Alguns lembram pinturas rupestres, desde as mais rudimentares até as elegantes representações nas paredes das cavernas de Altamira e Lascaux; outros, desenhos infantis e formas geométricas; há folhagens, antigas armas de corte, esboços de hieróglifos egípcios, de divindades hindus, maias e astecas, de figuras heráldicas presentes nos brasões da Europa medieval; e tudo isso vai se modificando continuamente sem jamais se tornar algo acabado, como astros imperfeitos que se deslocam pela abóbada celeste.

Basta um piscar para que desapareçam. Mas às vezes, depois de outra piscada, retornam – não os mesmos, mas gêmeos quase idênticos, sempre em procissão pela abóbada dos meus olhos, a preencher meu fim de vigília.

A contemplação de tudo isso conduziu-me a algumas especulações. E se, no mito platônico da Caverna, os homens relutassem em se libertar não apenas por temer as dores da descoberta da luminosidade, mas também pelo receio de perder para sempre a visão das imagens fugidias inscritas no teto e nas paredes? Imagens desconhecidas, não tinham com que compará-las, mas cuja importância intuíam? E se estivessem gestando, no escuro, o que viria a existir? E se, suspeitando disso, não quisessem trocar a condição de demiurgos, ainda que de imperfeições, pela de simples criaturas?

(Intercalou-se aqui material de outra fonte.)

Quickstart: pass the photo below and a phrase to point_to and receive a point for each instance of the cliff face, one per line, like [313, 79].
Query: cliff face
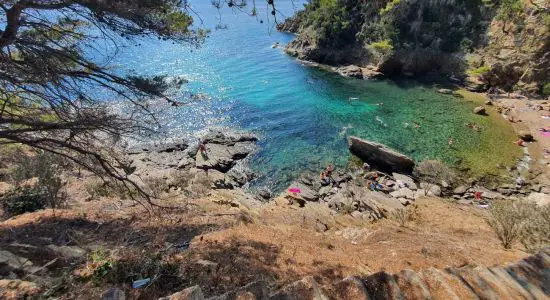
[477, 41]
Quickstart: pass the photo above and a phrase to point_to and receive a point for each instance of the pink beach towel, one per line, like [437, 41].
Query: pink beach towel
[294, 190]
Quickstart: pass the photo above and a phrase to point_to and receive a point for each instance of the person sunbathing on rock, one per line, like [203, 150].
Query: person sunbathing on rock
[202, 150]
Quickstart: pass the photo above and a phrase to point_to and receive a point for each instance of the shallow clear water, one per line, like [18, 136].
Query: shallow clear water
[302, 115]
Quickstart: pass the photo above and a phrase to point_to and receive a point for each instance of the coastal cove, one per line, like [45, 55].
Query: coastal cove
[303, 115]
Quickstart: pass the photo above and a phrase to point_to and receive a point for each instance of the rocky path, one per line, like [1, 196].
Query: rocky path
[527, 279]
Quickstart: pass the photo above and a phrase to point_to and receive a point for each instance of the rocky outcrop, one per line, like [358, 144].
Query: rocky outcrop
[480, 110]
[380, 156]
[527, 279]
[170, 161]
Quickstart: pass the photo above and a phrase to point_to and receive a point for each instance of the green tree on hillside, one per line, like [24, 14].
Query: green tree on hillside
[50, 91]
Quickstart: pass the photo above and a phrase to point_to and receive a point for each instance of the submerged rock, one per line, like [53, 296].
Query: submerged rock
[380, 156]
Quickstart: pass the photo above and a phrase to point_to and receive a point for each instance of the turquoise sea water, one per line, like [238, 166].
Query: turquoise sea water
[302, 115]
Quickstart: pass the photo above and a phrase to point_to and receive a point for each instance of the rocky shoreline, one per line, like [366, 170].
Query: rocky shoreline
[365, 193]
[181, 164]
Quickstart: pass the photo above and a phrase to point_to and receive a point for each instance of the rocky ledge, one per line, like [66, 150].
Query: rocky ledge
[221, 163]
[371, 194]
[526, 279]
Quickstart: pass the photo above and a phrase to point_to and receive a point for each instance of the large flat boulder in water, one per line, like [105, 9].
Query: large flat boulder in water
[380, 156]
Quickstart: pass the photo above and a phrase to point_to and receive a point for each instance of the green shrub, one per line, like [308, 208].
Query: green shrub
[384, 45]
[536, 232]
[23, 199]
[390, 6]
[45, 170]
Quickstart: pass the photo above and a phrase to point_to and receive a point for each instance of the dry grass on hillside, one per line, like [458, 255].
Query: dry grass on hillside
[232, 245]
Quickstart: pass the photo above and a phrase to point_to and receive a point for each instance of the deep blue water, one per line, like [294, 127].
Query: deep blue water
[302, 115]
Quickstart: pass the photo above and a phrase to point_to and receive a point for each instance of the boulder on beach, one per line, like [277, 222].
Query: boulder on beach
[380, 156]
[480, 110]
[526, 136]
[445, 91]
[350, 71]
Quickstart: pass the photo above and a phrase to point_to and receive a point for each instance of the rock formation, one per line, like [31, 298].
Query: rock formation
[380, 156]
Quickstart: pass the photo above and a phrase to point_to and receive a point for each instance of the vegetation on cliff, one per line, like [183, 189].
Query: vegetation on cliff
[457, 38]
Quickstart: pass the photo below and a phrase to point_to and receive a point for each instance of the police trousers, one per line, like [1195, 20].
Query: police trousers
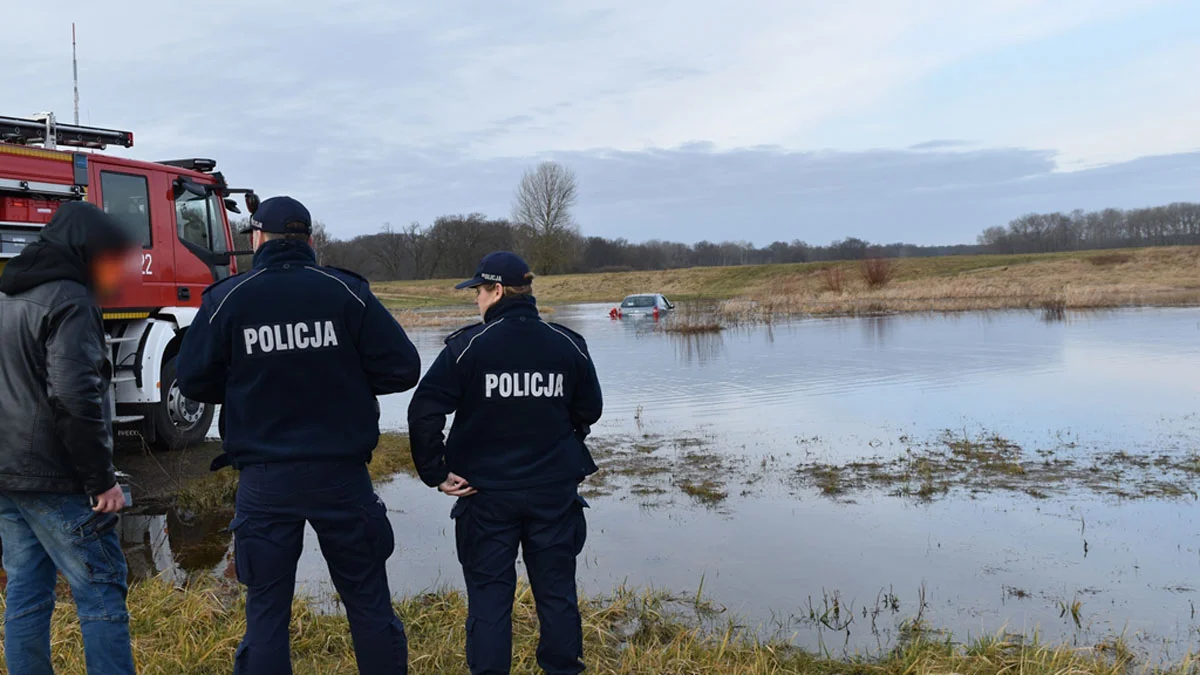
[274, 503]
[549, 526]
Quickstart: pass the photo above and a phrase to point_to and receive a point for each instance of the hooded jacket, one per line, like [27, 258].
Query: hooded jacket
[55, 386]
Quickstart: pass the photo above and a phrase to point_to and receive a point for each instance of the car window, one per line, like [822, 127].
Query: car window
[126, 197]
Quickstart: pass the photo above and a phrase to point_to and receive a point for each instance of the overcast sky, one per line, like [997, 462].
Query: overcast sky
[918, 120]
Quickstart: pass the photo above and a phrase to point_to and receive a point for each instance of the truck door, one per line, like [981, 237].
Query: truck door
[202, 242]
[125, 195]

A segunda especulação remete à própria abóbada. Nas catedrais, ela pretende representar, em um espaço necessariamente finito, a infinitude da abóbada celeste, criação divina. Pois bem, sou incapaz de perceber os limites de “minha” abóbada ocular, em conexão direta com a mente, contida em outra abóbada, a craniana; nada impede que, em teoria, ela seja infinita. Em que medida isso faz de mim o criador de algo frágil, que se desfaz com um piscar de olhos, mas incomensurável, que recobre o universo e acompanha seus desdobramentos, à semelhança do “Mapa do Império que tinha o Tamanho do Império e coincidia com ele ponto por ponto”, do conto Sobre o Rigor na Ciência, de Jorge Luís Borges?